1 - VIDAS TRATADAS COMO LARANJAS
O primeiro féretro por assassinato de um conhecido, que assisti se deu provavelmente em 1967, EU Assisti pelas páginas do Jornal de domingo e conversas.
Era um dia de chuva fina, talvez perto das 22 horas, o morto era conhecido por seu Maninho, homem de mais de 1,80 m, magro, bigode ralo, pouco mais de 35 anos que trabalhava como guarda noturno, numa região pacata, que não precisava de polícia e assim ela apareceu somente quando alguém foi assassinado.
O assassino um bugre meio descendente de índios, menos de 1,60 m de altura, franzino, embebe, já passados dos cinquenta anos.
Comentavam que o guarda noturno usava um revólver calibre .32, e gostava de acossar os transgressores que ele abordava, mas naquela noite foi diferente, o assassino desceu do ônibus e estava sendo aguardado pelo pseudo representante da Lei.

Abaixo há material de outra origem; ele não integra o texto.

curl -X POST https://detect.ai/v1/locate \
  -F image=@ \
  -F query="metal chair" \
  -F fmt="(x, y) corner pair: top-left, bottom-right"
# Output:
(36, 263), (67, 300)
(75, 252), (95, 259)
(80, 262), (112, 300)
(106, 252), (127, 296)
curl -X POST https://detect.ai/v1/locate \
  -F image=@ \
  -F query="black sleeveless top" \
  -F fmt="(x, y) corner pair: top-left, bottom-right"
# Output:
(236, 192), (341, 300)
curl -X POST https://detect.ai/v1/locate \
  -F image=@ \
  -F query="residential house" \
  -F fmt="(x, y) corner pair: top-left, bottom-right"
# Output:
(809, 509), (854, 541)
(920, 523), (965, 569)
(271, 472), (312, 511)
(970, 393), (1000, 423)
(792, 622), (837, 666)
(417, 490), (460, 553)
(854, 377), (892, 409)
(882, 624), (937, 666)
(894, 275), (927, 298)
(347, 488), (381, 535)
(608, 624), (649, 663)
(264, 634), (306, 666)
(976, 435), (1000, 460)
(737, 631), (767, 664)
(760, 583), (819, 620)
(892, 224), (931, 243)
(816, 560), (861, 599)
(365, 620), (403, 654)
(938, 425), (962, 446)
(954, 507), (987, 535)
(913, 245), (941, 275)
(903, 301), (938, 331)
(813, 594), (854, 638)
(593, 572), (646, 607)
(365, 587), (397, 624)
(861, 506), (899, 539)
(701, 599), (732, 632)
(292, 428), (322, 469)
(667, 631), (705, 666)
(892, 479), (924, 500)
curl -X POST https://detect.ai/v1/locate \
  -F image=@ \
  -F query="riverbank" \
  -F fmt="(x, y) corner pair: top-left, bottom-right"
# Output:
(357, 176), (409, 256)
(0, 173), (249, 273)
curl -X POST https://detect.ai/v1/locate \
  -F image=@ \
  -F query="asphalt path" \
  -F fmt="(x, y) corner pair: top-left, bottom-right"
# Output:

Ao grito de vem cá o bugre acelerou o passo, mas logo foi alcançado e agarrado pelo ombro, a resposta foi fulminante, uma estocada com a lamina usada para cortar o fumo em rama, lamina que tinha o comprimento exato para embrenhar-se entre as costelas e dar acesso ao coração. O assassino sumiu na noite mal iluminada pelas lâmpadas de 150 watts da iluminação pública.
Ficaram no local o morto com a lâmina espetada no peito e a chuva fina a escorrer-lhe pelo corpo. No outro dia três ou quatro fotos no jornal emolduravam a cena. No local o sangue misturado ao barro servia de pouso às moscas.
Dias depois o assassino apresentou-se à polícia e depois de algum tempo foi absolvido por legítima defesa.
Ficaram a viúva e cinco filhos, a escola, os amigos, do morto e dos filhos dele.
Era um bairro distante 25 km do Centro de Porto Alegre sem os recursos atuais cada um se virou como pode para assimilar a única morte por assassinato até então sabida naquele fim de mundo e todos deram um jeito em suas vidas.
Hoje as mortes violentas são tratadas conforme a repercussão na mídia.
Outro dia dois motociclistas fulminaram alguns adolescentes a duas quadras daqui, veio o papa defuntos, quatro ou viaturas da polícia, ambulâncias de sirene aberta, no jornal publicou no dia seguinte e no outro, depois a roda viva engoliu todos. Conforme a mídia somente um dos adolescentes tinha um registro, por consumo de drogras.
Quase que diariamente passo pelas duas esquinas e a vida continua, as pessoas circulam como se nada houvesse acontecido, certamente cada um está se virando como pode, familiares e até os colegas da escola que fica na outra esquina.
As comoções são do tamanho que a irrigação da mídia lhes empresta.